The spectacular decline of Micromax from its prominent market share was an amalgamation of several things that played against it. Be it the demonetization, exorbitant time to adopt 4G, diverse portfolio across the price segment and fall out of key executives. The home-grown manufacturer lost considerable ground to the key market players like Samsung, Apple, Xiaomi, Vivo. Micromax intends to hit the ground running through dictating a new and improved design philosophy.
Micromax expanded its smartphone line-up with the Infinity N series towards the end of 2018. With N11 and N12 priced around 8-10k Micromax hopes to sway the consumers away from the likes of Chinese brands. With N12 Micromax bring good design, large display, great battery life to the table. Is this enough to rival the segment best? Let’s find out.
Design and Display
The build looks good with glossy plastic at back in a subtle metallic gradient finish, however, it exposes itself to susceptible smudges. With a 6.19-inch HD+ IPS edge to edge notched display the body remains slim and light to handle. N12 display is decent as the colours are not sharp nor vibrant, though it does get too bright for a phone priced under 10K.
Performance
Micromax N12 is powered by a MediaTek Helio P22 SoC coupled with 3 gigs of RAM with 32GB of onboard storage. The performance was solid owing to the stock Android 8.1 Oreo right out the box. Micromax fills the device with a lot of bloatware which is quite unnecessary.
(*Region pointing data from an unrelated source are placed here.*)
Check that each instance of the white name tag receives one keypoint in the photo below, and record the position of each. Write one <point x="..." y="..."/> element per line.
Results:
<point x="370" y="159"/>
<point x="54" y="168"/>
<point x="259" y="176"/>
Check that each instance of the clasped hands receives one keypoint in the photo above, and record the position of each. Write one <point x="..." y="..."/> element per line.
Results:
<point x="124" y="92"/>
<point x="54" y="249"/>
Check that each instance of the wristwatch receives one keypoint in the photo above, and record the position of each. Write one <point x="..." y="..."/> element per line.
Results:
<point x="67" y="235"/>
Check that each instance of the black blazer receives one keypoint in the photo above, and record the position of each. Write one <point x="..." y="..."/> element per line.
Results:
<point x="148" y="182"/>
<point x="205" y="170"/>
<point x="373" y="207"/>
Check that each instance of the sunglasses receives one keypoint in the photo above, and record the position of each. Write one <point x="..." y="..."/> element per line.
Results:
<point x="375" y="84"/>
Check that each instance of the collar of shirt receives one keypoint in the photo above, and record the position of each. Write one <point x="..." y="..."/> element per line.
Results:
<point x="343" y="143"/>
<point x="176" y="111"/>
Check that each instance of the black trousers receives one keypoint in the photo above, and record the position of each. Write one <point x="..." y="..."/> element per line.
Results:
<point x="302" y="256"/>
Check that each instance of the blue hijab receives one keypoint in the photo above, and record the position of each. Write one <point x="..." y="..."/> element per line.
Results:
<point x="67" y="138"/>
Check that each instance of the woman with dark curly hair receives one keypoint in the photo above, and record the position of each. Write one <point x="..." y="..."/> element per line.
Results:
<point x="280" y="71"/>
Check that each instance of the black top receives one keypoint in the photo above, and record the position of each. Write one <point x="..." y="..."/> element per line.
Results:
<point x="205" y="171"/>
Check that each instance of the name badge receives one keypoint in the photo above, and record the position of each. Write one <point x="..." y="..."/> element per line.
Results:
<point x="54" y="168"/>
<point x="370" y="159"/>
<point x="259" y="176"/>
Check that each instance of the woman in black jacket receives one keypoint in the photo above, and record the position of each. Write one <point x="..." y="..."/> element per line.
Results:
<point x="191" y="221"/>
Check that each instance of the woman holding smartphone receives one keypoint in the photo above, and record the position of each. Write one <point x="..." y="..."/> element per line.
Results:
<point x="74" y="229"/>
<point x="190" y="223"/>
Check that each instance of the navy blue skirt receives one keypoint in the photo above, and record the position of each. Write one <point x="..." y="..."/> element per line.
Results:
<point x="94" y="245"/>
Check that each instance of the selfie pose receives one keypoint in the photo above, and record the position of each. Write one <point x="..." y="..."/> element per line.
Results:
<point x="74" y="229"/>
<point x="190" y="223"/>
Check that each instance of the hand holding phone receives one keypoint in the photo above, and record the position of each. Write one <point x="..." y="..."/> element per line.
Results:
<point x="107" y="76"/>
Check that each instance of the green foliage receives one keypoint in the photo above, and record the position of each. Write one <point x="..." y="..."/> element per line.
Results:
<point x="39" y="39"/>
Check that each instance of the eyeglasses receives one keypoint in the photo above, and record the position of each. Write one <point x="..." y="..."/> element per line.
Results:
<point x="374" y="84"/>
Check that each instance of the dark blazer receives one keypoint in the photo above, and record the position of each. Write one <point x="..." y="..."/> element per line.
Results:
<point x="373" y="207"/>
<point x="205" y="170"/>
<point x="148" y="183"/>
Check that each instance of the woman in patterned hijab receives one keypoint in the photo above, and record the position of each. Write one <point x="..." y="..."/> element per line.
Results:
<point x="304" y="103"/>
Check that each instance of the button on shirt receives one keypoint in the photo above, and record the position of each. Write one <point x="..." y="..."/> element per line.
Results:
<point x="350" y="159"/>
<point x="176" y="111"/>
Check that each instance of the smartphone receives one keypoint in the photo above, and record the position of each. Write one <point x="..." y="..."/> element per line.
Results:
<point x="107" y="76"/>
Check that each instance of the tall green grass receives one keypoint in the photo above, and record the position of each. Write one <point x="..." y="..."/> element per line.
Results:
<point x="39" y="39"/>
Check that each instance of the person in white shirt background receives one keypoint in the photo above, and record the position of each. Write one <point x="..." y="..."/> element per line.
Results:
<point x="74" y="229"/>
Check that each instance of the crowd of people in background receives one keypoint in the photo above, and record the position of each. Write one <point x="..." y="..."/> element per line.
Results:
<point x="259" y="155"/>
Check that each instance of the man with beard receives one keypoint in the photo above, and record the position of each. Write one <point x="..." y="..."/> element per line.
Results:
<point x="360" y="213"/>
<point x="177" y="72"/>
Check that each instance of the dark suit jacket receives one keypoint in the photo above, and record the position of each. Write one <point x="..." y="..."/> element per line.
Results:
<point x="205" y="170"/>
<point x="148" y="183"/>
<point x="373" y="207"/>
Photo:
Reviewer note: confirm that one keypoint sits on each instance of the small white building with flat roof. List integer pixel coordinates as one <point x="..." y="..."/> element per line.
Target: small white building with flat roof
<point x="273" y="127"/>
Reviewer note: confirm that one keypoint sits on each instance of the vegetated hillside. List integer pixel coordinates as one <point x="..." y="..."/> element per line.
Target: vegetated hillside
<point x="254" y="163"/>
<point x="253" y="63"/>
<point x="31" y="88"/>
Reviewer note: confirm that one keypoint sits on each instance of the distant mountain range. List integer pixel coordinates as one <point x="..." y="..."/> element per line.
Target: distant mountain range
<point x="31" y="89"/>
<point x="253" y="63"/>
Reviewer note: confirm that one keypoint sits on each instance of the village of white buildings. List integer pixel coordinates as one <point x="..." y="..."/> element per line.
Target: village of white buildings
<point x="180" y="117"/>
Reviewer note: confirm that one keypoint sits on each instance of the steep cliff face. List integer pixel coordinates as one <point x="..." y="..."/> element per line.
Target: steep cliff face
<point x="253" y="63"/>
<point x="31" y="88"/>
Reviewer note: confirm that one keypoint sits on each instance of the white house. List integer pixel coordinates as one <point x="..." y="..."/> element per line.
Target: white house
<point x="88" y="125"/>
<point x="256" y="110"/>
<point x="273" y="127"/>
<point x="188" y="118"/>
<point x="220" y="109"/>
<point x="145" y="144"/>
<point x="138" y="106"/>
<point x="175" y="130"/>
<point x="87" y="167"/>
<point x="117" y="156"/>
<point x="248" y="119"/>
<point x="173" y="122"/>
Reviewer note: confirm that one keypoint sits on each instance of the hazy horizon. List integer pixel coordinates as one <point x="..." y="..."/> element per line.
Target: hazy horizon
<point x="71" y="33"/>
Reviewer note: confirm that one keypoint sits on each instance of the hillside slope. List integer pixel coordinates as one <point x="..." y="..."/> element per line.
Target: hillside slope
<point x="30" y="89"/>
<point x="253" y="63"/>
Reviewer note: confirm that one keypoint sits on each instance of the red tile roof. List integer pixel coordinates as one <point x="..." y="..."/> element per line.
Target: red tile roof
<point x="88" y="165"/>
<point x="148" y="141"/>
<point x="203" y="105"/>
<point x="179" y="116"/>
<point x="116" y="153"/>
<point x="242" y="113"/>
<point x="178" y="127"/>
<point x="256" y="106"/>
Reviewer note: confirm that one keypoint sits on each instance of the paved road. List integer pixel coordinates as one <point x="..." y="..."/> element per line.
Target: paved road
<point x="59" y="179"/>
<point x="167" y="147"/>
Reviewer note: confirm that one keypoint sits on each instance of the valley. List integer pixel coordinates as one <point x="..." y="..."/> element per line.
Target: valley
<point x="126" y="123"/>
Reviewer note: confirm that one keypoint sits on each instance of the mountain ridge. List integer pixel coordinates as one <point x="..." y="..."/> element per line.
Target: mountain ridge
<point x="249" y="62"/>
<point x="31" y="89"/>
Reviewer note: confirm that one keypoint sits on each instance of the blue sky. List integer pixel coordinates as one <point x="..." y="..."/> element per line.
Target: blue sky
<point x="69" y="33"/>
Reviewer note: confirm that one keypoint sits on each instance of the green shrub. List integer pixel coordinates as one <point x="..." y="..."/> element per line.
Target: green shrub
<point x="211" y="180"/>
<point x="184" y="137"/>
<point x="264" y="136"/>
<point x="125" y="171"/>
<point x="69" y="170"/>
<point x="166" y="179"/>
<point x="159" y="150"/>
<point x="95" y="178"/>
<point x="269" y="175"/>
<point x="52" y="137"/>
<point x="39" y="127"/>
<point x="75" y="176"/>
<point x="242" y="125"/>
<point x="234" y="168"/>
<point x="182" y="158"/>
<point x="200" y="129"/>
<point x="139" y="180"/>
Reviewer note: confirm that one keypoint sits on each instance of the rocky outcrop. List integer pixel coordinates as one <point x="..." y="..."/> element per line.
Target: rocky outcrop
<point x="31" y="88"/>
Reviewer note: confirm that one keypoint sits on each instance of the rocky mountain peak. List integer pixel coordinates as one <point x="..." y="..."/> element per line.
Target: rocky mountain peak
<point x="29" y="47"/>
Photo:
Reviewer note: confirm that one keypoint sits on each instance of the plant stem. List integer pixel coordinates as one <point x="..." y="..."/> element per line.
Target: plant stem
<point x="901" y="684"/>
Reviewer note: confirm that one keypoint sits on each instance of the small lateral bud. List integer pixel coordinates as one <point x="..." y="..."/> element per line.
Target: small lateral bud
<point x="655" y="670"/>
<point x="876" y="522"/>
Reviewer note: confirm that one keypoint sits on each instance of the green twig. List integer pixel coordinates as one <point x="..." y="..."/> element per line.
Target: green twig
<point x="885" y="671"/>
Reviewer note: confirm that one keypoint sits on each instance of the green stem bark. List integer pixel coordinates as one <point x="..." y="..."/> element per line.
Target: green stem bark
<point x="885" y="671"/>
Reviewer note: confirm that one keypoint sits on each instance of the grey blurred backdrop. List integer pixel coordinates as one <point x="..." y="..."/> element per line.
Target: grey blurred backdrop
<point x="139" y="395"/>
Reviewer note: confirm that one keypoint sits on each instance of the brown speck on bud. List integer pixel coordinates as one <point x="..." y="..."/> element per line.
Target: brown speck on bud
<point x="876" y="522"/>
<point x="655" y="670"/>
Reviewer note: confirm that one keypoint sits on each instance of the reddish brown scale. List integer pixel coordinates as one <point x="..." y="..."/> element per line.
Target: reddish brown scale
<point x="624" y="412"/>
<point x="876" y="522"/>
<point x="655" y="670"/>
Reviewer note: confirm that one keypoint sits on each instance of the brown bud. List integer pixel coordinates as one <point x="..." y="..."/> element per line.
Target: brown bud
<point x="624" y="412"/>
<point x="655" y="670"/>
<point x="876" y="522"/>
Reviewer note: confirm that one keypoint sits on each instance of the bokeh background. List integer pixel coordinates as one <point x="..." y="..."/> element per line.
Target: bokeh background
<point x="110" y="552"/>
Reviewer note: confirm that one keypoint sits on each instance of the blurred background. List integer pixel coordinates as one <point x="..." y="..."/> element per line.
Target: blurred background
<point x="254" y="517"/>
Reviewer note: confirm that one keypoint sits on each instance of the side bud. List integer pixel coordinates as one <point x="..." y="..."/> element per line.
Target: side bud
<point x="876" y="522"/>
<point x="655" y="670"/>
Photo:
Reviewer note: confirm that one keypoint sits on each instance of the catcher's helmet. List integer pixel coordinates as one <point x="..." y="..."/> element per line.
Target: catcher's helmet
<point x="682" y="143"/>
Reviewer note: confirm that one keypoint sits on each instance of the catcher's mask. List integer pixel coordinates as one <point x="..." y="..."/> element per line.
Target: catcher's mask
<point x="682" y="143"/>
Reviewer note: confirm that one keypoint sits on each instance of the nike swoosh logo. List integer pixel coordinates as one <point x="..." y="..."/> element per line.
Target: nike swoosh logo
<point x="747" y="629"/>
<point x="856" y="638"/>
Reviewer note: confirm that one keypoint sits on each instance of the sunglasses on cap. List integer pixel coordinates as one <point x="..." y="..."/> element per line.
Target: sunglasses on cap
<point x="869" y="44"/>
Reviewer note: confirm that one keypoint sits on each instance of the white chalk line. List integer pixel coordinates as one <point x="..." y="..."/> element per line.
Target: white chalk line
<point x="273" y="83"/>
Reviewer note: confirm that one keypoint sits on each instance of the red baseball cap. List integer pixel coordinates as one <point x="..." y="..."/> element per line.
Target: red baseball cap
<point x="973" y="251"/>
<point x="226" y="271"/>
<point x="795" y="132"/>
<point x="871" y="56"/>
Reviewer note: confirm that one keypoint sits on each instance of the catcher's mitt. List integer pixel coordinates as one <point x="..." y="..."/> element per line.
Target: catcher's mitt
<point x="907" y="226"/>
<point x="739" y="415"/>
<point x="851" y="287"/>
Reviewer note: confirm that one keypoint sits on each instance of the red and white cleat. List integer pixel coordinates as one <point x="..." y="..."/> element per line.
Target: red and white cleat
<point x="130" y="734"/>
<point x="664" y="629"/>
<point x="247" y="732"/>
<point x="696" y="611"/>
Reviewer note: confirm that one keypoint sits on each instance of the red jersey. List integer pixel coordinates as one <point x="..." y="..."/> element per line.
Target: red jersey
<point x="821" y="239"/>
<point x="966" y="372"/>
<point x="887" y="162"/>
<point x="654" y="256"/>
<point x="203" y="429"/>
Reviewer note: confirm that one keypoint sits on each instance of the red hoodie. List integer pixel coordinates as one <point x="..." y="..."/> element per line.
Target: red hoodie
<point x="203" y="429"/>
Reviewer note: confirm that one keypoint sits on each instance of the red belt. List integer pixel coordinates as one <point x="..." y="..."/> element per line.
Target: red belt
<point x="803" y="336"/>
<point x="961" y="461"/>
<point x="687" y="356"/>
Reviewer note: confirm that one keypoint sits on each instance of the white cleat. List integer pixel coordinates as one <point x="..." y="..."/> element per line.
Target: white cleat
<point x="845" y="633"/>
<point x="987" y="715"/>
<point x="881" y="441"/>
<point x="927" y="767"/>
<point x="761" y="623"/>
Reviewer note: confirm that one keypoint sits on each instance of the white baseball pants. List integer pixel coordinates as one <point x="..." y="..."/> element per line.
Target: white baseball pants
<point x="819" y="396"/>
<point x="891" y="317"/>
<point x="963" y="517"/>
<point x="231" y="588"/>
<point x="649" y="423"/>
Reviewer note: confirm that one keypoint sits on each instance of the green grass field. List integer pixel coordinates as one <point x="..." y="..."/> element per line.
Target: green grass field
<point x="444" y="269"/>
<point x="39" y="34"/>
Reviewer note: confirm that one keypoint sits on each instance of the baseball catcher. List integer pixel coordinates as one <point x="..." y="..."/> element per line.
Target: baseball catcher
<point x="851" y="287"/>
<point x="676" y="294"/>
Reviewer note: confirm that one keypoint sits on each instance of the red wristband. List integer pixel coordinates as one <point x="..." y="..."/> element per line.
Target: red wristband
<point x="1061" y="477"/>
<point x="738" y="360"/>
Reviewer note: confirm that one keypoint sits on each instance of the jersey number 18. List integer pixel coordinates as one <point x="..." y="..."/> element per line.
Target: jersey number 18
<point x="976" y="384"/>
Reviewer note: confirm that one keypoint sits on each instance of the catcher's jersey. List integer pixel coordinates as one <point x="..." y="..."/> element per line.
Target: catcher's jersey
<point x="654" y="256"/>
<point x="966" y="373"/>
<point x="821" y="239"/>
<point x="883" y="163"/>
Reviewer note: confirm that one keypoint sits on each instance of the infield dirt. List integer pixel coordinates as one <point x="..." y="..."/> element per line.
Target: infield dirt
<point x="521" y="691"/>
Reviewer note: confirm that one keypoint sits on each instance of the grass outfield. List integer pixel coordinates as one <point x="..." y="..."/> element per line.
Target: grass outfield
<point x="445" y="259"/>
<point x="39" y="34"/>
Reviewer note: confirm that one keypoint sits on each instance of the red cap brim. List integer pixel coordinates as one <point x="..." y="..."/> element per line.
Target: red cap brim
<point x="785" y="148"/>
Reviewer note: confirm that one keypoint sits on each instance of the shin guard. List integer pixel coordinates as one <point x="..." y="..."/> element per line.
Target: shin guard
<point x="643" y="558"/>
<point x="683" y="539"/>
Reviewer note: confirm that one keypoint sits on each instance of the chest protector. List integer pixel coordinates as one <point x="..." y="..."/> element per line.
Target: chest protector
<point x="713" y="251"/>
The day to day use age was satisfactory, casual games ran smooth, multitasking was easy with less of jibber jabber. The fingerprint sensor and Face unlock were fast, accurate 9 out of 10 times.
Camera
The Micromax Infinity N12 sports a dual camera setup with a 13MP + 5MP sensor on the back and a 16MP snapper up front. Flash on the front of the device facilitates for good selfies. The image quality was decent with adequate brightness and sharpness level. AI mode failed to help the image quality in any way. The device took way too long to process the images in AI mode. Low light shots suffered a lot of noise and grain. Bokeh mode added the required depth effect to the subject images which was good.
In all the images were acceptable at best with moderate saturation level and colour contrast. The camera isn’t the strongest suit of the Infinity N12.
Battery
Infinity N12 packs a 4000mAh battery pack which helps it get through a day`s worth of use age with plenty of juice left. N12 doesn’t support fast charging, thus takes more than 2 hours to charge up to 100 per cent.
Gizmo Verdict
With a price tag of Rs.9999, the Infinity N12 fairs well in all department and gets the job done. If you seek a device that looks good, performs well and don’t want to break your bank doing it, N12 is a sweet choice for you.